Aswin · January 3, 2023, 12:33pm

Dear Knimers,

there are some inconsistencies between the behavior of tables and that of flow variables. One well-known one is that a table can contain missing values but a flow variable cannot; the Table Row To Variable and Table Row To Variable Loop Start force the user to replace the missing value with a non-missing default value, to fail the execution, or to omit the variable entirely. I guess that the reason behind this is that, for example, the Java Double class does not support missing values and making a special DoubleKNIME class would not be worth the added complexity. Similarly, allowing the variable to be “null” would probably lead to a software engineering nightmare.

Another inconsistency is that when evaluating 0/0 in a Math Formula node, the result is a missing value. In the Math Formula (Variable) node, the result is NaN. When this is converted to a table with a Variable to Table Column node, the result is a column filled with NaNs. I.e., the result of identical expressions is different depending on whether they are performed on variables or tables.

Here is another inconsistency that I came across today. Suppose I have a table:

and I want to convert it to integers using the Math Formula node:

The result is exactly what I would expect, a table where original column has been replaced:

Let’s try this with a flow variable:

and a Math Formula (Variable) node:

The result is TWO flow variables with the same name but different types, even though “Replace” is checked.

I think the “Replace Variable” option should be greyed out when the “Convert to Int” option is checked.

Best,
Aswin

emilio_s · January 9, 2023, 9:54am

Hi @Aswin,

Thank you very much for your message.

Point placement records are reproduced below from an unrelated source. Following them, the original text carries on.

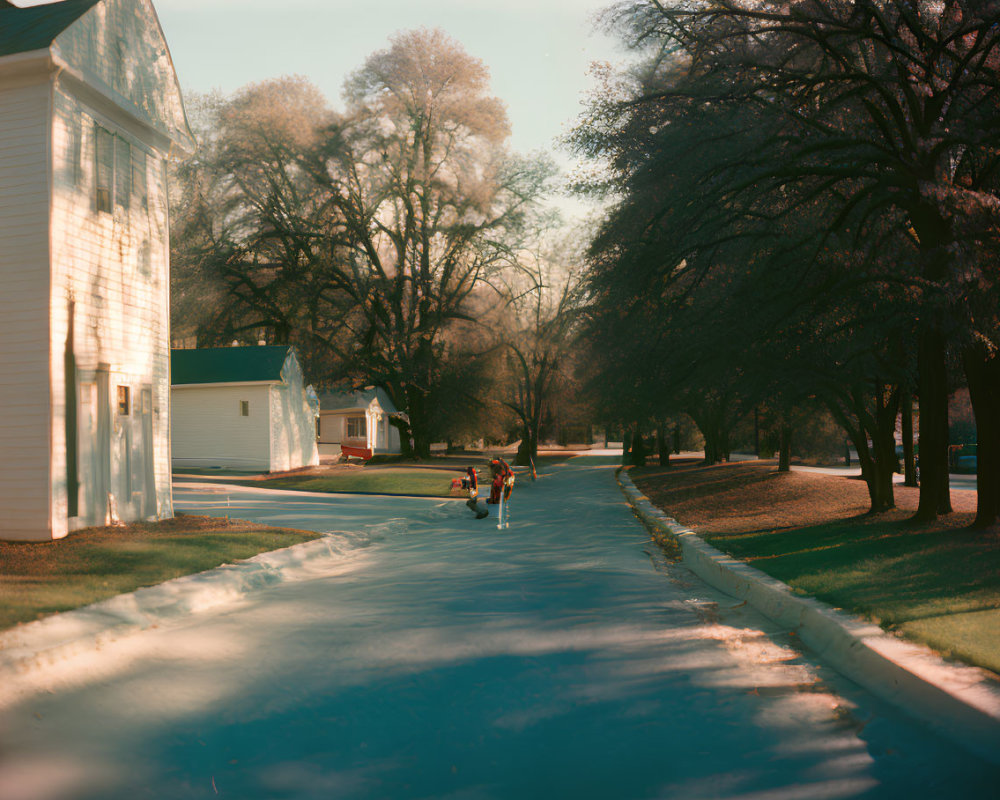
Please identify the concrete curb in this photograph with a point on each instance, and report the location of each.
(961, 702)
(86, 629)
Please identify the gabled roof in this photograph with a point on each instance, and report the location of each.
(356, 400)
(228, 364)
(36, 27)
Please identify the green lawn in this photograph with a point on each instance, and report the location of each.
(41, 578)
(939, 586)
(411, 481)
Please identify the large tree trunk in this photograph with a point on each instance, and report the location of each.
(416, 407)
(909, 457)
(638, 455)
(884, 444)
(983, 374)
(935, 493)
(662, 445)
(785, 448)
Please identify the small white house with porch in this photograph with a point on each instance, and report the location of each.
(242, 408)
(90, 110)
(357, 423)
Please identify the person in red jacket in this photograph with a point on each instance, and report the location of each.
(501, 488)
(500, 470)
(471, 483)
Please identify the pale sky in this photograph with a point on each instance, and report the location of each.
(538, 51)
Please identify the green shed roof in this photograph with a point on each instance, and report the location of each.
(36, 27)
(227, 364)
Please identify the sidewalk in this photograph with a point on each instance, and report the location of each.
(960, 701)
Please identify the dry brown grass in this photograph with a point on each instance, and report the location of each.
(40, 578)
(752, 496)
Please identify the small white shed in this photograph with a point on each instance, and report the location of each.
(242, 408)
(359, 421)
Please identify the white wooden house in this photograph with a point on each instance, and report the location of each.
(358, 421)
(242, 408)
(90, 109)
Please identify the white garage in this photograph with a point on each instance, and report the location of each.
(241, 408)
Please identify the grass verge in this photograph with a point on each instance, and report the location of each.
(937, 583)
(42, 578)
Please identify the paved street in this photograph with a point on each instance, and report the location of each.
(446, 659)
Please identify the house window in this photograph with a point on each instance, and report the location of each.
(356, 428)
(139, 178)
(105, 146)
(114, 170)
(75, 172)
(124, 401)
(123, 173)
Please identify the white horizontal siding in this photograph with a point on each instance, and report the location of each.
(24, 303)
(121, 309)
(207, 429)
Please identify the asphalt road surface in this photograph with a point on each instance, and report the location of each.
(442, 658)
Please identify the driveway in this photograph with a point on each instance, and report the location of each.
(446, 659)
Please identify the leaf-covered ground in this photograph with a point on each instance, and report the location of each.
(938, 583)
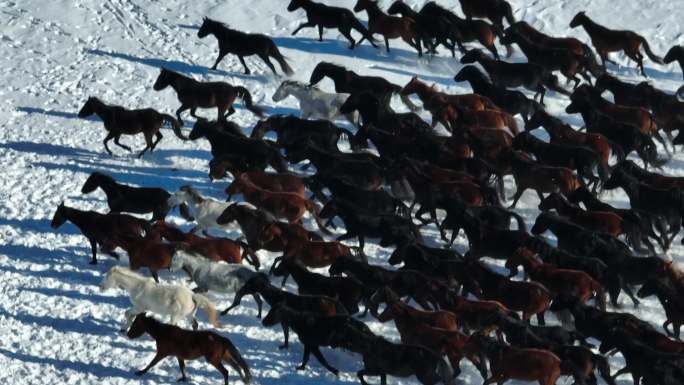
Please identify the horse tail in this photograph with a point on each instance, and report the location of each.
(649, 53)
(275, 52)
(203, 303)
(508, 12)
(314, 210)
(246, 97)
(600, 294)
(248, 252)
(236, 357)
(445, 371)
(175, 125)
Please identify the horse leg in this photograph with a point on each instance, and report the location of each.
(242, 60)
(181, 364)
(158, 357)
(222, 54)
(116, 141)
(319, 356)
(109, 137)
(267, 61)
(308, 24)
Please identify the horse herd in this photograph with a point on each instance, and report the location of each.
(464, 308)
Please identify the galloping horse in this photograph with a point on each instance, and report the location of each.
(194, 94)
(120, 121)
(243, 44)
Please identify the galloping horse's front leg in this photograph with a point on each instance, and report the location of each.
(242, 60)
(158, 357)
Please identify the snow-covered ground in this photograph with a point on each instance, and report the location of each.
(56, 326)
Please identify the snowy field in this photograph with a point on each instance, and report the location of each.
(56, 326)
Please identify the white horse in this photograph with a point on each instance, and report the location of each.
(178, 302)
(205, 211)
(216, 276)
(314, 103)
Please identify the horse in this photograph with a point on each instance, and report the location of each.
(100, 229)
(314, 103)
(508, 362)
(193, 94)
(511, 101)
(510, 75)
(348, 290)
(390, 27)
(255, 153)
(178, 302)
(324, 16)
(281, 204)
(214, 276)
(494, 10)
(123, 198)
(243, 44)
(215, 249)
(121, 121)
(560, 282)
(609, 40)
(189, 345)
(205, 211)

Let me comment on the different topics you brought up.

About issue #1 I don’t have much to add.

Issue #2: Quoting from the Math Formula documentation

When any of the used columns contains a missing value, the result is missing, just like when the result would be NaN, infinite value, or outside of the 32 bit signed integer range when that is requested

You are right, however, that this is inconsistent with the result produced by other nodes such as the Math Formula (Variable) and the Column Expression node, both able to output NaN and Infinite values. I have opened a ticket for our developers (internal reference AP-19994) to look into that and will keep you posted.

Issue #3: This is already documented (AP-16885). I added a +1 from you to the ticket.

Once again, many thanks for reporting this.
Have a great day,
Emilio

Aswin · January 10, 2023, 11:37am

Thank you Emilio! I am just thinking how awesome it would be if any type of information that could be contained in a table cell could also go into a flow variable; no matter whether it is a String, Double, PNG image or molecular structure. It would remove a lot of workflow engineering pitfalls and complexity. One can dream….

system · April 10, 2023, 11:37am

This topic was automatically closed 90 days after the last reply. New replies are no longer allowed.